In a related report, Fraser explained that Ramona is launching an anti-graffiti program, similar to a successful one in Escondido. Senior volunteer officers have received training and camera equipment. Any graffiti will be photographed and sent to a database that has been compiled, showing the handiwork of taggers. The potential for identification of the tagger is greatly increased through this technology, with arrests made and financial restitution being paid. Additionally, the Sheriff’s Department has deployed resources to Ramona, reassigning two deputies to a car that will be patrolling Ramona from 7 p.m. through the night to address DUI and other issues that arise during this time period.
In light of very recent tragedies on Highway 67, it was reported that a grant has been received to do a public awareness program and to patrol Highway 67 for DUI offenders.
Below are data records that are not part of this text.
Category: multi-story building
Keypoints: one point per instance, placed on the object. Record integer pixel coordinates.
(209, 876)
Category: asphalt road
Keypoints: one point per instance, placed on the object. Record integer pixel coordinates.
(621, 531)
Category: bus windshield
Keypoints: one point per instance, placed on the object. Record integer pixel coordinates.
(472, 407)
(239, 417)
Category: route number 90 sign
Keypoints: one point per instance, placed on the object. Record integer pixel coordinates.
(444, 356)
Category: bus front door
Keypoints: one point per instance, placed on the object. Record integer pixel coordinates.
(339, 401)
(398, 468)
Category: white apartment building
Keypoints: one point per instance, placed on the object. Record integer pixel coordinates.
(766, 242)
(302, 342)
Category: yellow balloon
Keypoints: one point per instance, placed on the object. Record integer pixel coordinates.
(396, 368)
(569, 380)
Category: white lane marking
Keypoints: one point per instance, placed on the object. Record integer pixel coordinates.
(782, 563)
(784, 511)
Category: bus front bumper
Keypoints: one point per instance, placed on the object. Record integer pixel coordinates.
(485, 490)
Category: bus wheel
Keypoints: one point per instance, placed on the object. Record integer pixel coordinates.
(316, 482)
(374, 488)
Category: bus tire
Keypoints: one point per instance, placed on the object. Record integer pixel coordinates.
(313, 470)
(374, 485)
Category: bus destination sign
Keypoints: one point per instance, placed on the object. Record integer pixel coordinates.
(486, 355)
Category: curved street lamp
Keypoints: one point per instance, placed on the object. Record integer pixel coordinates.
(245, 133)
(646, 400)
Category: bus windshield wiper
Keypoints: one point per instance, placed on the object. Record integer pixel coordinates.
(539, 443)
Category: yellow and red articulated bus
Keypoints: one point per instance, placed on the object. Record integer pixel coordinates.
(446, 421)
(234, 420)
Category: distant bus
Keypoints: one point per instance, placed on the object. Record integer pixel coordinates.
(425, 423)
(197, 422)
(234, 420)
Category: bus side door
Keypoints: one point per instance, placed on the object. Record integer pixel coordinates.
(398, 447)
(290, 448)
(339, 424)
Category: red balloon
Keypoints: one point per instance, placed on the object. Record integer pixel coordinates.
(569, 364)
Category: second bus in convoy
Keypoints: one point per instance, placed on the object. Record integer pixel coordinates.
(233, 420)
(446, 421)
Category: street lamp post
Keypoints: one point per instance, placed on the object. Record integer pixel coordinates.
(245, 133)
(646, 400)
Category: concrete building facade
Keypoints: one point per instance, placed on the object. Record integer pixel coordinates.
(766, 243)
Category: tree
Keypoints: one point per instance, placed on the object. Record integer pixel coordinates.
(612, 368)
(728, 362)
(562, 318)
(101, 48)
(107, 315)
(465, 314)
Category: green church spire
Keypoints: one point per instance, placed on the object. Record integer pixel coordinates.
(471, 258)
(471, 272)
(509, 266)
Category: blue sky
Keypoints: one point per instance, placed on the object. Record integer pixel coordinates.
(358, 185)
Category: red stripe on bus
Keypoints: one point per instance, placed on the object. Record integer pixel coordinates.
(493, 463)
Legislation has been introduced in Sacramento , Assembly Bill 91, which would require, in some instances, the installation of an ignition interlock device on a the vehicle of a person whose driving license has been suspended or revoked because of DUI offenses. If the bill passes, the Department of Motor Vehicles would establish a pilot program in four counties, including San Diego.
Carol Fowler, Economic Development Subcommittee chair, reported on efforts to bring attention to Ramona’s businesses through the Great American Town Campaign. Ramona Chamber of Commerce representatives will form teams and for the next three Fridays will be working various sections of town with brooms and window cleaner, while installing U.S. flags obtained from Ransom True-Value Hardware at a reduced cost to merchants.
The chamber’s Economic Development Committee has some new members who are marketing experts. A focus is on branding Ramona, delivering a consistent message on what the community in the heart of San Diego County (Ramona is in the geographic center of the county) has to offer, and coordinating events and an image so people stop and shop. A key component to a successful marketing and tourism effort will be boutique wineries, all agreed.
Fowler asked about the status of the environmental impact report for the Boutique Winery Ordinance and Jacob reported that it is right on schedule. She said the interim administrative use permit process seems to be working, and when it doesn’t winery owners are contacting her office to get the help they need to move the process along.